Katrina J. Allen et al., for
the HealthIron study
Este
estudio, avalado por varias universidades
australianas y californianas, forma parte de un
emprendimiento denominado Melbourne
Collaborative Cohort Study, y tiene por
objeto estudiar factores dietéticos y estilos de
vida que inciden en la progresión de
enfermedades crónicas. Una cohorte específica de
este grupo, y caracterizada por tener
genotipificación HFE, tuvo un seguimiento
de hasta 12 años, a fin de estudiar la evolución
y efectos de la sobrecarga de hierro, en
aquellos que la presentaban.
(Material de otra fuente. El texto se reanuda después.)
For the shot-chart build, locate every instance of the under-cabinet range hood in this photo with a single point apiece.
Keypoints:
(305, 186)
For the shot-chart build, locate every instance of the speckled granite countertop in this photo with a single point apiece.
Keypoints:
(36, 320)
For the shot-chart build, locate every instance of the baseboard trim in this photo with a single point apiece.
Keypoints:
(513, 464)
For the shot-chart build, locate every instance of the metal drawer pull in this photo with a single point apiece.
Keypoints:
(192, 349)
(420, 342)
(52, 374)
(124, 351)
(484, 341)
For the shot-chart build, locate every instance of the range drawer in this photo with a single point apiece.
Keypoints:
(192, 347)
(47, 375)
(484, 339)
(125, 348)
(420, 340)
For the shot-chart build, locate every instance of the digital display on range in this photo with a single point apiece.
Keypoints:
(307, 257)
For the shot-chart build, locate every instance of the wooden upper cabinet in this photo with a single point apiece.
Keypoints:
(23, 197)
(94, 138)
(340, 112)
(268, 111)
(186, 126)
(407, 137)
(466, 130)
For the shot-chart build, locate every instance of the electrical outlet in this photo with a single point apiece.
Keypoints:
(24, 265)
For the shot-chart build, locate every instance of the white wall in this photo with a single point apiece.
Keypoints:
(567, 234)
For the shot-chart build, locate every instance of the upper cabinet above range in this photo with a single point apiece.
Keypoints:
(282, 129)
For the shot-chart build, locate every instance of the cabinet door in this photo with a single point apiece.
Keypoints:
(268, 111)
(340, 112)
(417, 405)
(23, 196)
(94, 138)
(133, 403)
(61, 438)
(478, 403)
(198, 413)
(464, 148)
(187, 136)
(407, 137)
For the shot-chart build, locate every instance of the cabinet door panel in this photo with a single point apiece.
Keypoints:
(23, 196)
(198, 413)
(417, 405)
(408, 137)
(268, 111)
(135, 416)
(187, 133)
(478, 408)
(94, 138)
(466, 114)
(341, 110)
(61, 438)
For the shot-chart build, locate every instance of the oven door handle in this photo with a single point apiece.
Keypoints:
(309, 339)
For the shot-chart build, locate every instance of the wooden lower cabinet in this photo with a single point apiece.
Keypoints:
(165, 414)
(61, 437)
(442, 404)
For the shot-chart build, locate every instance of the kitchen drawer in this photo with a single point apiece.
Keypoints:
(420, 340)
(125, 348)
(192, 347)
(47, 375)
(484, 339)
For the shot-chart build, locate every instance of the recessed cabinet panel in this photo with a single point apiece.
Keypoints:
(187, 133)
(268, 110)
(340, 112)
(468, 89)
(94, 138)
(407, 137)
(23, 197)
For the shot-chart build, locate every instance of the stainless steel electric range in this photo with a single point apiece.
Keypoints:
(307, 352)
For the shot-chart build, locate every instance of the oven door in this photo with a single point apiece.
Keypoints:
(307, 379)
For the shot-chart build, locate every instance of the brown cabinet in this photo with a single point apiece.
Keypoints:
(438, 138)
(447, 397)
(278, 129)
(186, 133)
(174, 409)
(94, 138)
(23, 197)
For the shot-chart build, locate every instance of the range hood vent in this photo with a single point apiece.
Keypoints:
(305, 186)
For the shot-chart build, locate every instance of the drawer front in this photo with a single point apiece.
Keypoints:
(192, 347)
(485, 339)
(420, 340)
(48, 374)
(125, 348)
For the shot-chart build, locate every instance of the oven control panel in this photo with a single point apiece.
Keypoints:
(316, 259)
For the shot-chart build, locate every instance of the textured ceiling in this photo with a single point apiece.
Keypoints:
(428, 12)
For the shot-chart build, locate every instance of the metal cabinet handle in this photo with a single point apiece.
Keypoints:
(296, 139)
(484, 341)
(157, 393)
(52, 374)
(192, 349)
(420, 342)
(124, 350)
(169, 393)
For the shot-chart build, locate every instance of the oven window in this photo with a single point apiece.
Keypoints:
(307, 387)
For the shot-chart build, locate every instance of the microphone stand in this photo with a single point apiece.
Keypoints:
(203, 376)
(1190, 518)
Se sabe que los
sujetos homocigotos para la mutación C282Y
pueden presentar un fenotipo muy variable, que
se extiende desde la predisposición genética sin
anormalidades y sobrecarga de hierro
asintomática, hasta la sobrecarga con síntomas
(fatiga, artropatía), y sobrecarga con daño
orgánico, particularmente cirrosis hepática.
Este
artículo cuenta con la participación de una
figura consular en el estudio de la
hemocromatosis, como lo es Lawrie W. Powell, de
Queensland University en Australia, y debe
aclararse que se contó con una población de
individuos con ancestros provenientes del norte
de Europa, exclusivamente, y de allí que el
contexto genotípico corresponda a los patrones
ya clásicamente asociados a hemocromatosis
hereditaria, y que resultan de escasa incidencia
en el sur de Europa, y por ende, en nuestra
población. Sin embargo, este estudio es
especialmente valioso por el detallado
seguimiento destinado a dilucidar la incidencia
y progresión de la sobrecarga de hierro que se
desarrolla en portadores de esta mutación.
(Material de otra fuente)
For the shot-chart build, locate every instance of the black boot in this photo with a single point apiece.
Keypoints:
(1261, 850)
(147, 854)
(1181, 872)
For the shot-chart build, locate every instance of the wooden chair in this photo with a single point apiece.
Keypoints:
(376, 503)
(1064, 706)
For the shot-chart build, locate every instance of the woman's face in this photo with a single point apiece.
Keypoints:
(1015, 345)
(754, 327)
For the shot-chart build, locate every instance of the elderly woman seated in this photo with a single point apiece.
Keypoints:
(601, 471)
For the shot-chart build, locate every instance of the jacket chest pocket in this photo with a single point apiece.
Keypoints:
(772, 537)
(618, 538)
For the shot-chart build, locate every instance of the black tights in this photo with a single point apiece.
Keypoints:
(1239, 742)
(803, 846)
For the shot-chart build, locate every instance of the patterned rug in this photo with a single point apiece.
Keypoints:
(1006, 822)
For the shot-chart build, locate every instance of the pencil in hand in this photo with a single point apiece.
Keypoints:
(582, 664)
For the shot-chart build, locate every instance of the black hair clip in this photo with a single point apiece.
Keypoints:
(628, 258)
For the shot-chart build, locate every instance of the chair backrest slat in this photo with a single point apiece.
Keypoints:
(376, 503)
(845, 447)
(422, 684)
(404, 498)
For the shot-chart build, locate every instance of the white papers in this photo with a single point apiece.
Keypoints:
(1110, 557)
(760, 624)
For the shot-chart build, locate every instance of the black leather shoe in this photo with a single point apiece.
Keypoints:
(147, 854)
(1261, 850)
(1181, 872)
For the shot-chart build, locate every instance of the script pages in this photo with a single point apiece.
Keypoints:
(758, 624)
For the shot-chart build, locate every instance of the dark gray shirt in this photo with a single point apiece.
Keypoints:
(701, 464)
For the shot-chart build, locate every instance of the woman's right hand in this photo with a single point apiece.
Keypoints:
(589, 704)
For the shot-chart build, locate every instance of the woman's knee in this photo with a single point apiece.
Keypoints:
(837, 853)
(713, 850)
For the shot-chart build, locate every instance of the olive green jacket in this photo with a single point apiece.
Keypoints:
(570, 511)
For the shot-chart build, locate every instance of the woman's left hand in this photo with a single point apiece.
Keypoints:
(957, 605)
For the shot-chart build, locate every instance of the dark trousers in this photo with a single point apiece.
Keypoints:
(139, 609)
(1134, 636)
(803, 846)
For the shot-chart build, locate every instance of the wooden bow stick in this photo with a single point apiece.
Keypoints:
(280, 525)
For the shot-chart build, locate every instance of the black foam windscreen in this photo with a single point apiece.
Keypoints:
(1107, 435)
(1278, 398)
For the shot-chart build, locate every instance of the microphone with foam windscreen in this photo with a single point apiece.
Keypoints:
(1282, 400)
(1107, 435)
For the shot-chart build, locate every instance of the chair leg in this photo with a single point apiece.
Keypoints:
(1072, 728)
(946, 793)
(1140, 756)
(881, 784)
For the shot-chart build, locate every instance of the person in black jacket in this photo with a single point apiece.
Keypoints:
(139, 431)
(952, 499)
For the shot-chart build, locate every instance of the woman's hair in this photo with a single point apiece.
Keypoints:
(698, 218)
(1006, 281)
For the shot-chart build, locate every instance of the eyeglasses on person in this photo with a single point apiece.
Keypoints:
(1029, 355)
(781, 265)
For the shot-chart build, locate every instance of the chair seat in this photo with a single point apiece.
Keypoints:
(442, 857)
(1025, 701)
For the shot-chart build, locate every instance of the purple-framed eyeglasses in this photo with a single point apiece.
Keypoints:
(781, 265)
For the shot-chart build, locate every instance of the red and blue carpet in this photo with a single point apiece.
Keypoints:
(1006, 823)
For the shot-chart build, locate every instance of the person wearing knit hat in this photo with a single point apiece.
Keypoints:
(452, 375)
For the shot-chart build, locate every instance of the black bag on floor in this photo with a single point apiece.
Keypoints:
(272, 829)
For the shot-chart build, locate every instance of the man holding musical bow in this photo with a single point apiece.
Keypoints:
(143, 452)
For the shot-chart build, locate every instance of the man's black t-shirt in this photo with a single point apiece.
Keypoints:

Se diagnosticó sobrecarga de hierro
documentada en aquellos que presentaban
ferritina sérica superior a 1000
µg
por litro o criterios de sobrecarga en la
biopsia hepática. Un diagnóstico
provisional incluyó valores de ferritina
mayores a 300
µg
por litro en el hombre y mayores a 200 en la
mujer, asociados a más de 55% de saturación de
transferrina en el hombre y más de 45% en la
mujer. La enfermedad asociada a sobrecarga
se definió como la presencia de al menos uno de
los siguientes, conjuntamente con la
documentación de la sobrecarga: cirrosis o
fibrosis hepática, carcinoma hepatocelular,
artropatía en la segunda y tercera articulación
metacarpofalángica, o elevación de enzimas
hepáticas.
Se
detectaron 203 homocigotos para C282Y (108
mujeres y 95 hombres, 0.68% de la población
total estudiada), mientras que 3295 (11.1%)
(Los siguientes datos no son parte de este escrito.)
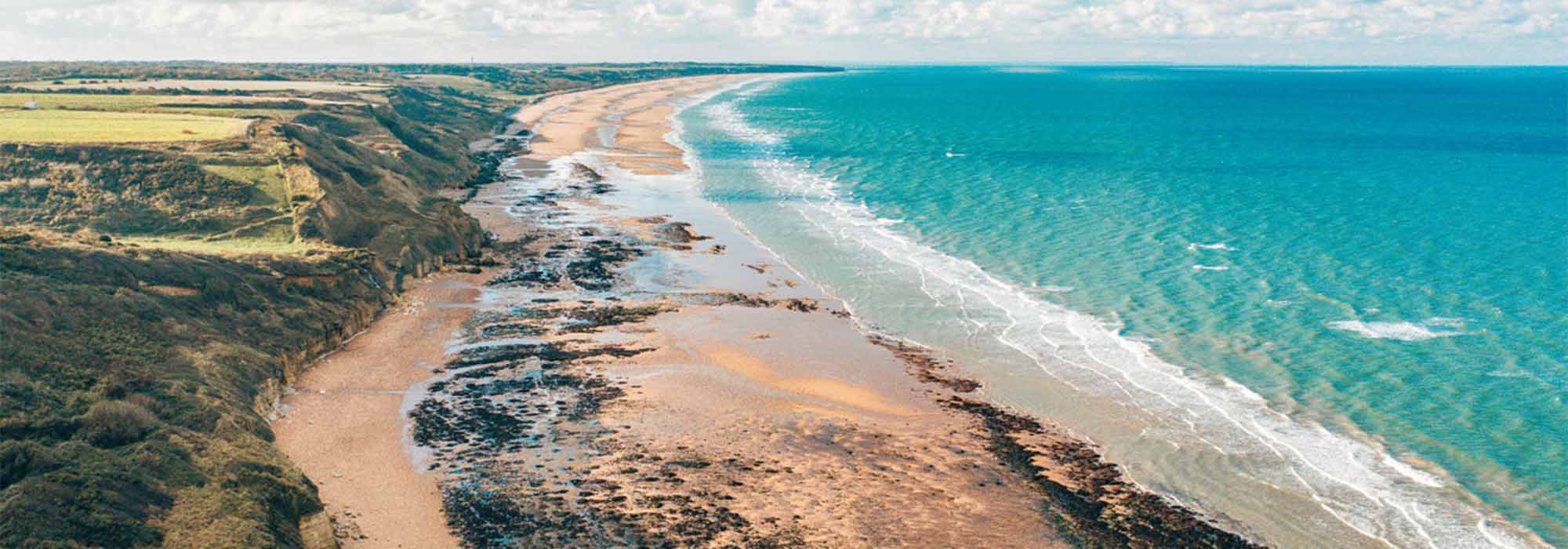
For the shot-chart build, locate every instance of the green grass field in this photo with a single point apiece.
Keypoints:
(67, 126)
(249, 85)
(272, 245)
(463, 84)
(84, 101)
(208, 106)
fueron heterocigotos para C282Y. Otros 719
resultaron heterocigotos para C282Y y H63D (los
llamados heterocigotos compuestos). La edad
media, en todos los grupos, al término del
seguimiento, era de 65 años.
Entre los homocigotos, la ferritina sérica fue
mayor a 300
µg
por litro en 82% de los hombres y mayor a 200 (o
mayor a 300 en postmenopausia) en 55% de las
mujeres. Asimismo, el 73% de los hombres
presentaron una saturación superior a 55%, y 70%
de las mujeres tenían más de 45%. Los hombres
mostraron una clara tendencia a reducir los
niveles de ferritina durante el seguimiento,
especialmente los homocigotos, sin consideración
de la extracción terapéutica de sangre, mientras
que las mujeres incrementaron sus valores en
todas las categorías de genotipos, excepto en
las que fueron tratadas por venisección.
Como es previsible, hombres homocigotos con más
de 1000
µg
por litro de ferritina mostraron una mayor
prevalencia de fatiga, hepatopatía, elevación de
enzimas hepáticas y artropatía que los controles
y heterocigotos. En las mujeres, homocigotos de
la misma categoría mostraron enzimas elevadas y
medicación para la artropatía como las únicas
características asociadas a hemocromatosis
hereditaria que se hallaron más comúnmente que
en heterocigotos o controles.
Entre
los homocigotos, 28% de los hombres y 1.2% de
las mujeres tuvieron criterios de
enfermedad documentada asociada a sobrecarga de
hierro. Este grupo, compuesto por 22
pacientes (una mujer), presentó 2 casos de
carcinoma hepatocelular, 12 casos de fibrosis o
cirrosis, 6 con niveles elevados de enzimas, 5
con artropatía, y 11 con diagnóstico previo de
hemocromatosis hereditaria como resultado de
síntomas compatibles.
Entre 40 homocigotos con ferritina mayor a 1000
µg
por litro, 17 tuvieron una biopsia hepática.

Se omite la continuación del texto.